音楽やスポーツの感動、愉快なお話などを綴ります。旅や花の写真、お祭り、ピーターラビットの「く~にゃん物語」などもあるよ。

<BOOK> 「京都妖界案内」

2012年07月12日 | BOOK

【佐々木高弘著、小松和彦監修、大和書房刊】

 陰陽師・阿倍清明ブームもあって、京都の怪奇スポットなどを巡る魔界ツアーが人気を集めている。平安時代、天変地異や厄病は怨霊の祟りといわれた。その怨霊を鎮めるため御霊として祭った。菅原道真を祭る北野天満宮、早良親王や橘逸勢ら八所御霊を祭る上御霊神社……。京都はその他にも閻魔大王に仕えた小野篁を祭る六道珍皇寺、死者が蘇った一条戻橋、源頼光が退治した蜘蛛塚、鞍馬寺の奥の院魔王殿など、魔界スポットに事欠かない。本書はそんな魔界を探索するにはどうすればいいか、怪異にはどんなものがあるかなどを詳しく紹介している。

   

 著者は1959年、兵庫県出身。京都学園大学人間文化学部歴史民俗学専攻教授、国際日本文化研究センター共同研究員。専攻は文化地理学、歴史地理学で「民話の地理学」「怪異の風景学」などの著書もある。監修の小松氏は1947年、東京都出身。文化人類学、民俗学研究の第一人者で、この4月に国際日本文化研究センターの所長に就任したばかり。その小松氏の序章「冥界への案内」に続いて、「怪異と遭遇するために」「土蜘蛛を追いかけた天皇」「人と鬼との邂逅」「魔界に通じる道は何処に」などの8章で構成する。

 著者によると、妖怪は特定の地域に出現する。その地域とは「都市の縁辺部で、人間の居住区とその外部地域の境界。そこに魔界の出入り口があった」。そんな場所を探索する方法として「現代の地図に古地図の情報を落とし込んでおくこと」を推奨する。平安京も戦国時代になって荒廃するが、豊臣秀吉が京の都を取り囲むように〝御土居〟を築いて町を整備した。「古地図を念頭において京都を歩けば、怪異の生じた場所が町の変化を経験していることに気づく」。

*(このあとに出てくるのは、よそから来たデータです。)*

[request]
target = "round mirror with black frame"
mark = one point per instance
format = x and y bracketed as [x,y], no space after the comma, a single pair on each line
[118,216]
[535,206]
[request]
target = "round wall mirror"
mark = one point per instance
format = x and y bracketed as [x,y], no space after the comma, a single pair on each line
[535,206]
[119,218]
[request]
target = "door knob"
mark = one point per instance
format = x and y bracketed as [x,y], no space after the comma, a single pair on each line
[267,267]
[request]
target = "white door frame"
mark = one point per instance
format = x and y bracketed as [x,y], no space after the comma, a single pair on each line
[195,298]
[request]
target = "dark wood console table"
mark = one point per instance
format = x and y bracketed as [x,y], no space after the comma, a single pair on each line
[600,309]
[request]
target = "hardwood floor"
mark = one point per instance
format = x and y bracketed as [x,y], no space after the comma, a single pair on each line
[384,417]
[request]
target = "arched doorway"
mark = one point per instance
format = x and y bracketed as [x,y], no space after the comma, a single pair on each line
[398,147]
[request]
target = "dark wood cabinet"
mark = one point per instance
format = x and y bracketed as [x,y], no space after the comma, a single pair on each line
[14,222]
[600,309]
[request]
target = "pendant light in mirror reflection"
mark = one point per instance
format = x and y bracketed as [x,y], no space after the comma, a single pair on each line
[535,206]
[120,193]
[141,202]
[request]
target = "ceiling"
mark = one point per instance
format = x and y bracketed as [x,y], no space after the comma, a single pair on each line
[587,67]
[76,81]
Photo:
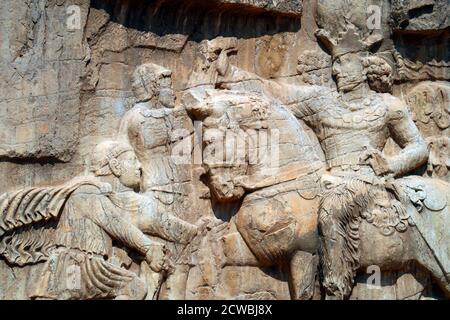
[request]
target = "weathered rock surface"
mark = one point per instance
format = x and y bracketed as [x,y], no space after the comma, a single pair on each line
[229,149]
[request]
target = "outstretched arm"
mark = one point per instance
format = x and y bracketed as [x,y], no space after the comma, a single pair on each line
[103,213]
[302,100]
[404,132]
[164,225]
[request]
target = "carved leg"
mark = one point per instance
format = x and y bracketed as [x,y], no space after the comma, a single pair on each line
[303,267]
[426,259]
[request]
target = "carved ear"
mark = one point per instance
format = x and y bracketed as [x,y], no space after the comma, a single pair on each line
[115,167]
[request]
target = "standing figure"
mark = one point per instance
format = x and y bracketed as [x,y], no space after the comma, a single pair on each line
[366,206]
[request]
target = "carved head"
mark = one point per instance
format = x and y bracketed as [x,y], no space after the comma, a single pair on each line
[348,51]
[151,82]
[117,158]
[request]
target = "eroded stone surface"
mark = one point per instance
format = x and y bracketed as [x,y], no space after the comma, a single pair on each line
[224,150]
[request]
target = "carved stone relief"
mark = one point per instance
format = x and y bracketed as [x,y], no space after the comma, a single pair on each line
[224,150]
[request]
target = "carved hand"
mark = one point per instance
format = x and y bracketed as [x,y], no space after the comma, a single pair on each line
[378,161]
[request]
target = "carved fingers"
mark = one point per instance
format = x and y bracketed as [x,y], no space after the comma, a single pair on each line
[378,161]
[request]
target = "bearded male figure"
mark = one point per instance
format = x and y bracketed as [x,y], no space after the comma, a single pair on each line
[361,183]
[152,127]
[72,228]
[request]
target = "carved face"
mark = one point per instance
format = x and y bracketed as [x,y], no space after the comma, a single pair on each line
[148,85]
[129,170]
[348,71]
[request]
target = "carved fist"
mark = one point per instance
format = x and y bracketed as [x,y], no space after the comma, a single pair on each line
[158,258]
[378,162]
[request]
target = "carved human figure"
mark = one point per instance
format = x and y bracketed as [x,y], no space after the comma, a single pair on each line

 平安京の人々は鬼たちに〝大祓い〟という祭りを行って対処した。祭りが行われた場所は「南の正門」。天皇の居所・清涼殿の「鬼の間」、政治の中心・大内裏の「朱雀門」、都である平安京の「羅城門」で、それらが魔界の出入り口になっていた。ただ一条戻橋は都の北端にあった。平安時代の内裏から見ると北東、つまり鬼門に当たる。この戻橋が安倍清明と関わりが深いのは、北東方向が悪魔の侵入経路とする発想が陰陽道から来ているからという。平安時代の情報を復原した地図では、一条戻橋から南東へ一ブロック離れた場所に安倍清明宅の名がある。

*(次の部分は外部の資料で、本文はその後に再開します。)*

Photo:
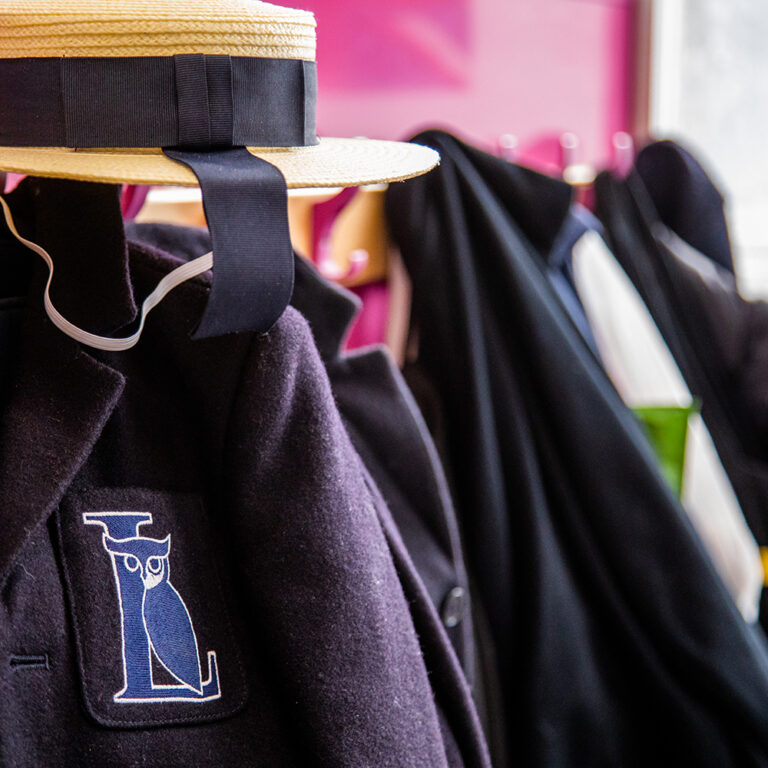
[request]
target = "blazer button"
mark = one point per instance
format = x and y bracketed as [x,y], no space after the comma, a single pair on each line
[453,607]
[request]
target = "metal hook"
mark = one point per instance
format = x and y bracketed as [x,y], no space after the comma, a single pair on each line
[623,153]
[507,145]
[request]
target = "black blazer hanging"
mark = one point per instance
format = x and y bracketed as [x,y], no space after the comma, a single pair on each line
[616,641]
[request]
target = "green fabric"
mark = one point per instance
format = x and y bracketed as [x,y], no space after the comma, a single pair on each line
[667,428]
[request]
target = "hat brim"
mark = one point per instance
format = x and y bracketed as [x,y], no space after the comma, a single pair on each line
[330,163]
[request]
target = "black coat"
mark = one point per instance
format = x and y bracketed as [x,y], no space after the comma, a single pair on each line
[201,499]
[388,432]
[617,643]
[718,339]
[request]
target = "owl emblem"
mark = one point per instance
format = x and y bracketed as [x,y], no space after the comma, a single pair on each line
[155,620]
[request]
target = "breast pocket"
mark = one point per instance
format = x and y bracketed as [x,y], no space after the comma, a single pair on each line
[154,641]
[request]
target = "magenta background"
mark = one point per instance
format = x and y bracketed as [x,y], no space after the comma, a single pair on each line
[533,68]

 外部から来た鬼には魔界の入り口で対処したが、〝内からの怨霊〟にも恐れおののいた。非業の死を遂げた霊魂である。桓武天皇は夫人、母らの相次ぐ死や厄病の流行を、早良親王の祟りとみて長岡京から平安京へ遷都、さらに親王を祟道天皇と追称して上御霊神社に祭った。しかも、ただ祭っただけではなかった。都市の境界部の鬼門封じの場所に配置した。「秀吉が移動させた下御霊神社も、きっちりと防衛の役割を果たす寺町に設定されている」。北野天満宮も都の外縁だった証拠に御土居が今も残る。怨霊を御霊として祭った神社も計画的な都市づくりに基づいて配置されていた! 怨霊や妖怪伝説などを古地図と照合すると、そんなことも分かってくるというわけだ。